Jonathan Cohn: “If you don’t comply with an injunction, you’re in contempt of court. By contrast, you can ‘violate’ a declaratory judgment with impunity. But in practice parties do not defy DJs. The reason is that, once a DJ had been entered, the person who got it can go back to court and get an injunction automatically, on the basis of the DJ… The idea is: I (judge) know that you (government official) will comply once I tell you what the law is; I don’t have to order you to comply. If he had entered an injunction, the US would immediately have sought a ‘stay pending appeal.’ That means the injunction can’t be enforced while the case is on appeal.”
President Obama has a private meeting in the Oval Office this afternoon with Sen.

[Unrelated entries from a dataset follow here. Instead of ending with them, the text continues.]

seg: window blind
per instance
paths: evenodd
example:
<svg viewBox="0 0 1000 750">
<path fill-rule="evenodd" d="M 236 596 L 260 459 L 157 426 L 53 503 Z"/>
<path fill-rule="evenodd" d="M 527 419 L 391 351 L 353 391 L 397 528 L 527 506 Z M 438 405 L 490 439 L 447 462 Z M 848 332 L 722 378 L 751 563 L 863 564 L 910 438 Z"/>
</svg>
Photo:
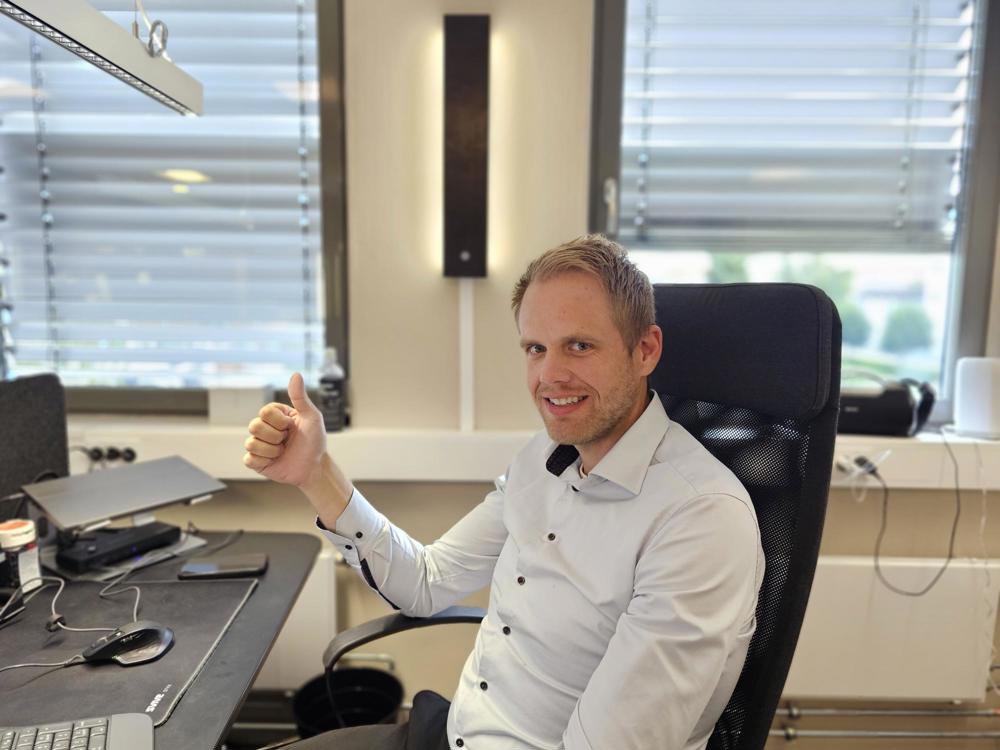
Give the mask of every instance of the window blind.
<svg viewBox="0 0 1000 750">
<path fill-rule="evenodd" d="M 130 1 L 93 4 L 131 27 Z M 203 117 L 0 18 L 14 372 L 169 387 L 312 376 L 324 309 L 314 2 L 146 7 L 202 81 Z"/>
<path fill-rule="evenodd" d="M 629 0 L 631 248 L 952 248 L 981 0 Z"/>
</svg>

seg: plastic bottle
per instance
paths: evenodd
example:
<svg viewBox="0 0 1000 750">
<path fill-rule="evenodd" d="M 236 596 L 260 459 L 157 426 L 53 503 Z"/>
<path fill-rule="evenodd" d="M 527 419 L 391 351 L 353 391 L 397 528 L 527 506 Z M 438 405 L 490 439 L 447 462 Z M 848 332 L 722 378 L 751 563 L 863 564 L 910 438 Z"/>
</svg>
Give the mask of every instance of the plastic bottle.
<svg viewBox="0 0 1000 750">
<path fill-rule="evenodd" d="M 27 594 L 42 585 L 35 522 L 15 518 L 0 523 L 0 587 L 22 587 Z"/>
<path fill-rule="evenodd" d="M 344 368 L 337 361 L 337 350 L 329 347 L 323 355 L 319 373 L 319 409 L 327 432 L 344 429 Z"/>
</svg>

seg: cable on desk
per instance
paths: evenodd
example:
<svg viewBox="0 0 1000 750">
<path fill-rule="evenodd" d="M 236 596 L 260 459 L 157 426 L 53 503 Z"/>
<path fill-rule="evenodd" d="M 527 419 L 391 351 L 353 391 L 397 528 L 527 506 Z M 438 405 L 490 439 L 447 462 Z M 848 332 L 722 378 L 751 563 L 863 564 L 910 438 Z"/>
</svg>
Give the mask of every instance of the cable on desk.
<svg viewBox="0 0 1000 750">
<path fill-rule="evenodd" d="M 855 463 L 858 464 L 866 473 L 871 474 L 875 480 L 882 485 L 882 523 L 879 526 L 878 538 L 875 540 L 875 575 L 878 577 L 879 581 L 889 589 L 902 596 L 923 596 L 928 591 L 930 591 L 941 580 L 941 576 L 951 565 L 951 561 L 955 558 L 955 536 L 958 533 L 958 521 L 962 517 L 962 495 L 960 492 L 959 481 L 958 481 L 958 459 L 955 458 L 955 453 L 951 449 L 951 443 L 948 442 L 947 438 L 944 436 L 944 430 L 941 431 L 941 438 L 944 441 L 945 448 L 948 450 L 948 456 L 951 458 L 952 468 L 954 469 L 955 475 L 955 518 L 951 523 L 951 534 L 948 538 L 948 556 L 945 557 L 944 564 L 938 569 L 937 573 L 930 582 L 924 586 L 919 591 L 910 591 L 909 589 L 902 589 L 894 584 L 890 583 L 886 579 L 885 575 L 882 573 L 882 567 L 880 562 L 881 551 L 882 551 L 882 539 L 885 537 L 886 527 L 888 525 L 889 516 L 889 486 L 885 483 L 882 475 L 878 472 L 878 467 L 872 464 L 863 456 L 858 456 L 855 459 Z"/>
<path fill-rule="evenodd" d="M 0 672 L 6 672 L 8 669 L 23 669 L 24 667 L 69 667 L 73 664 L 83 664 L 83 656 L 77 654 L 76 656 L 71 656 L 66 661 L 55 662 L 53 664 L 43 664 L 39 662 L 29 662 L 27 664 L 8 664 L 6 667 L 0 667 Z"/>
</svg>

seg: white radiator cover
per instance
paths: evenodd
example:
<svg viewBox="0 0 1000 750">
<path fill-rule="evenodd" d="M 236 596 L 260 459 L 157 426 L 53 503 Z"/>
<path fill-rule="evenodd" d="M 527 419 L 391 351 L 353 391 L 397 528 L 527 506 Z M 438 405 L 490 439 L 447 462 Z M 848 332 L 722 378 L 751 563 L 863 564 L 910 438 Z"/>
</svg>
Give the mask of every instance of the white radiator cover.
<svg viewBox="0 0 1000 750">
<path fill-rule="evenodd" d="M 943 562 L 890 557 L 880 567 L 912 591 Z M 952 560 L 926 595 L 911 597 L 887 589 L 871 557 L 821 557 L 784 695 L 982 701 L 998 593 L 1000 562 Z"/>
<path fill-rule="evenodd" d="M 336 558 L 324 544 L 255 688 L 295 690 L 323 673 L 323 650 L 337 634 Z"/>
</svg>

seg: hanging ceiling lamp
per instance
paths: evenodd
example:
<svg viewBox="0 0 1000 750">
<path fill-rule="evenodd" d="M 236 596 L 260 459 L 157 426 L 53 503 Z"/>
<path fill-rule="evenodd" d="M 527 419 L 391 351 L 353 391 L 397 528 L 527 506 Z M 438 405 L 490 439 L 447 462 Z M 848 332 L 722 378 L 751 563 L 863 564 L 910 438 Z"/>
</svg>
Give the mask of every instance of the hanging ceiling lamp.
<svg viewBox="0 0 1000 750">
<path fill-rule="evenodd" d="M 182 115 L 202 113 L 201 83 L 165 54 L 162 21 L 149 25 L 149 39 L 143 42 L 138 24 L 129 34 L 85 0 L 0 0 L 0 13 Z"/>
</svg>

John McCain (R-AZ).
First Read: “The last time they met privately was during the lame-duck session of Congress, to discuss ‘Don’t Ask, Don’t Tell’ and the DREAM Act — both of which McCain ended up opposing… A senior administration official tells NBC’s Savannah Guthrie that today’s Obama-McCain meeting is the result of a call the president placed to McCain after the Arizona senator’s op-ed praising Obama’s handling of the Tucson shootings. A McCain aide tells Guthrie that the two men will likely discuss Egypt, free trade, earmarks, and immigration.”
While most Republican presidential hopefuls have spoken on cable news shows, written books, visited early caucus and primary states and released statements on hot button issues over the last two years, the U.S. Ambassador to China Jon Huntsman (R) has “avoided either praising or criticizing the Obama administration on virtually any foreign or domestic issue beyond his diplomatic purview,” according toThe Hill.

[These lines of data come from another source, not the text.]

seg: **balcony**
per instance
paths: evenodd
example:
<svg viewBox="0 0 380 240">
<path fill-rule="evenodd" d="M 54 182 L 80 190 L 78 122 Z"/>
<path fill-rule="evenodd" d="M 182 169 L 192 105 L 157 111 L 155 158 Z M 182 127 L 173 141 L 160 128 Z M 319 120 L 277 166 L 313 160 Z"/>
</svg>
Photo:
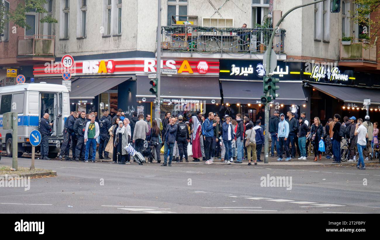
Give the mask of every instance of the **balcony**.
<svg viewBox="0 0 380 240">
<path fill-rule="evenodd" d="M 17 38 L 17 57 L 27 58 L 53 58 L 55 36 L 44 35 L 20 36 Z M 22 61 L 18 60 L 18 61 Z"/>
<path fill-rule="evenodd" d="M 340 65 L 361 69 L 377 68 L 377 47 L 375 43 L 355 39 L 347 43 L 349 44 L 341 41 Z"/>
<path fill-rule="evenodd" d="M 252 58 L 265 52 L 272 31 L 272 28 L 221 28 L 193 25 L 163 27 L 161 34 L 162 54 L 167 56 L 169 53 L 176 53 L 178 56 L 191 54 L 192 56 L 196 54 L 203 57 L 213 57 L 213 55 L 219 57 L 225 54 L 229 55 L 229 57 L 244 56 Z M 285 32 L 284 29 L 279 29 L 273 41 L 274 50 L 280 57 L 282 54 L 285 57 Z"/>
</svg>

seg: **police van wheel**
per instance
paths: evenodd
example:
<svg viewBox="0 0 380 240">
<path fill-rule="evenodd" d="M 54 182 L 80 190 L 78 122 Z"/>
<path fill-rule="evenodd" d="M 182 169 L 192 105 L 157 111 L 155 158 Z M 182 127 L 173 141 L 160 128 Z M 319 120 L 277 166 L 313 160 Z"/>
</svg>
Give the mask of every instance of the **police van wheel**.
<svg viewBox="0 0 380 240">
<path fill-rule="evenodd" d="M 5 152 L 8 158 L 12 157 L 12 138 L 8 139 L 5 145 Z"/>
</svg>

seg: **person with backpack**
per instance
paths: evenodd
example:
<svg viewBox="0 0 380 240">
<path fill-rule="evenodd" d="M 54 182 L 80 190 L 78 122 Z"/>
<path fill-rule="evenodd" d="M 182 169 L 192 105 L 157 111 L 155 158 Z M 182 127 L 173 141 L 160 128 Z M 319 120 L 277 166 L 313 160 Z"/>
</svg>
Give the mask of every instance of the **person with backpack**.
<svg viewBox="0 0 380 240">
<path fill-rule="evenodd" d="M 244 148 L 243 144 L 244 142 L 244 133 L 245 132 L 245 126 L 241 119 L 241 114 L 238 114 L 236 115 L 236 125 L 235 129 L 236 134 L 235 139 L 236 142 L 236 151 L 238 152 L 238 159 L 234 161 L 235 163 L 241 163 L 243 161 L 243 154 L 244 153 Z"/>
<path fill-rule="evenodd" d="M 258 162 L 262 162 L 261 159 L 261 152 L 263 149 L 263 144 L 265 142 L 264 137 L 264 131 L 261 126 L 261 120 L 256 120 L 256 125 L 253 128 L 253 130 L 255 132 L 255 142 L 256 145 L 256 155 Z"/>
<path fill-rule="evenodd" d="M 319 141 L 323 139 L 324 134 L 323 134 L 323 128 L 321 124 L 321 121 L 319 118 L 317 117 L 314 118 L 314 123 L 311 125 L 311 129 L 310 130 L 310 134 L 312 134 L 310 143 L 313 144 L 314 147 L 314 161 L 316 162 L 317 160 L 317 156 L 320 160 L 322 159 L 322 153 L 318 150 L 319 148 Z M 308 136 L 309 134 L 308 134 Z M 306 158 L 303 159 L 306 160 Z"/>
<path fill-rule="evenodd" d="M 187 159 L 187 144 L 190 142 L 190 137 L 187 129 L 187 125 L 183 122 L 183 117 L 182 115 L 178 116 L 178 128 L 177 132 L 177 144 L 178 145 L 179 152 L 179 159 L 177 163 L 182 163 L 184 155 L 186 162 L 189 161 Z"/>
<path fill-rule="evenodd" d="M 332 128 L 332 153 L 335 160 L 333 163 L 340 163 L 340 141 L 342 137 L 345 135 L 345 127 L 342 126 L 342 123 L 339 122 L 340 115 L 336 114 L 334 115 L 334 127 Z M 341 129 L 341 128 L 342 129 Z"/>
</svg>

“A review of public records shows Huntsman has given only a handful of interviews to U.S. media outlets… he has taken no public position on his administration’s efforts to overhaul healthcare and climate-change regulation, nor has he weighed in substantively on the Tea Party movement that barely existed when he departed for China.”
Politico notes that the unrest in Egypt has presented a difficult balancing act for the field of Republican presidential hopefuls, and “many of them aren’t ready to say anything at all.”
Some of the biggest names in the running, including Sarah Palin (R), Sen. John Thune (R-SD), and Gov. Mitch Daniels (R-IN) have declined to answer questions on how they would handle the situation or whether Egyptian President Hosni Mubarak should step down.
Every Nebraska poll released so far has shown Sen. Ben Nelson (D-NE) in deep trouble for re-election and the latest survey from Public Policy Polling is no exception.
Mitt Romney told Piers Morgan that he doesn’t think he could have beaten Barack Obama had he won the Republican nomination in 2008.
Said Romney: “John McCain ran a very good campaign. And at the time we were running, the most important issue that the country was concerned about was Iraq. And John McCain was an undisputed expert on matters related to Iraq. And that was something which augured in his favor. And I think I also spent a lot of time talking about issues which were not central to the reason I was running. But you know what, even if I had been the nominee, instead of John McCain, I probably would have lost to Barack Obama too.”
Freshman Rep. Chip Cravaack (R-MN) has hired former Sen. Rod Grams (R-MN) as his chief of staff, “at least for a few months while he settles into office,” the Daily Caller reports.
Said Grams: “Well, it’s a little different because I know all the work that the member does. And I see him running from meeting to meeting — not that staffers don’t have an awful lot of work and a lot of things that we have to have done — but it was just kind of a relief that it was him that was having to go attend these caucus meetings and these hearings and things like that.”